Large animal - June 2023
Impact of the Irish Johne’s Control Programme on calf mortality
Dr Conor McAloon, PhD MSc MVB DipECBHM MRCVS, Dr John Mee, PhD, MVM, MVB, DipECBHM, FRCVS and Dr David Graham, MVB PhD FRCVS outline the impact of participation in the Irish Johne’s Control Programme on calf mortality in dairy herds
Good calf health is important for production efficiency of a dairy farm. Research from UCD School of Veterinary Medicine has shown that calves in poor health grow at a slower rate (Rhodes et al., 2021) and are therefore expected to have negative fertility (Hayes et al., 2019) and production impacts as adults (Hayes et al., 2021). In addition, if replacement calves die, more calves need to be born to maintain a given replacement rate, exacerbating the environmental impacts of dairy production. The welfare of dairy calves is under increasing scrutiny from both industry and consumers. Calf mortality metrics are recognised as crude indicators of calf welfare: whilst low calf mortality alone should not be considered evidence of good welfare, high calf mortality is undoubtedly an indication of poor welfare.
Quantifying calf mortality
To accurately measure calf mortality and to facilitate between-herd comparisons, it is important that it is measured using appropriate metrics. In epidemiology, the terms ‘risk’ and ‘rate’ have specific definitions but are often used incorrectly. Risk is the number of cases occurring over a specified time period, divided by the number at risk and therefore ranges from 0 to 1 (or 0% to 100%). On the other hand, rate is the number of cases occurring per unit time at risk (Dettori et al., 2021). As an example, 100-day calf mortality risk might be 5% (or 0.05), whereas calf mortality rate might be 0.06 deaths per 100 calf days at risk.

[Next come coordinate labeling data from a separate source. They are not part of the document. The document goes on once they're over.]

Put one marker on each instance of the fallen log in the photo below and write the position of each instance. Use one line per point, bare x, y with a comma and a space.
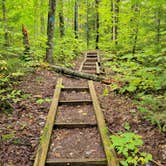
71, 72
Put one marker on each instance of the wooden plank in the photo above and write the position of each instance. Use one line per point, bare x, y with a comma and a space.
45, 138
75, 89
77, 162
74, 102
110, 153
74, 125
89, 67
97, 68
80, 69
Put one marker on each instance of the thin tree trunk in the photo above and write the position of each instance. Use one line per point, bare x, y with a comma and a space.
25, 40
97, 24
42, 19
61, 19
50, 31
115, 19
136, 28
76, 19
36, 19
6, 36
87, 24
158, 22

In Irish dairy systems, quantifying calf mortality using risk is problematic since a significant proportion of calves are sold from some farms. As a consequence, using the number of calves born on the farm as a denominator will invariably underestimate mortality on the farm. This is demonstrated in the schematic in Figure 1 which shows how mortality risk may be the same for four calves in each of two example farms, yet true mortality rate varies significantly. In the Netherlands, recent work comparing a range of calf mortality metrics has shown that results can change dramatically with slight differences in definitions, e.g., changing farm ranking in between-herd comparisons (Santman-Berends et al., 2019). Therefore, some herds will exceed a particular ‘acceptable’ threshold for calf mortality on one metric yet be below an ‘acceptable’ threshold for calf mortality when the definition is changed slightly.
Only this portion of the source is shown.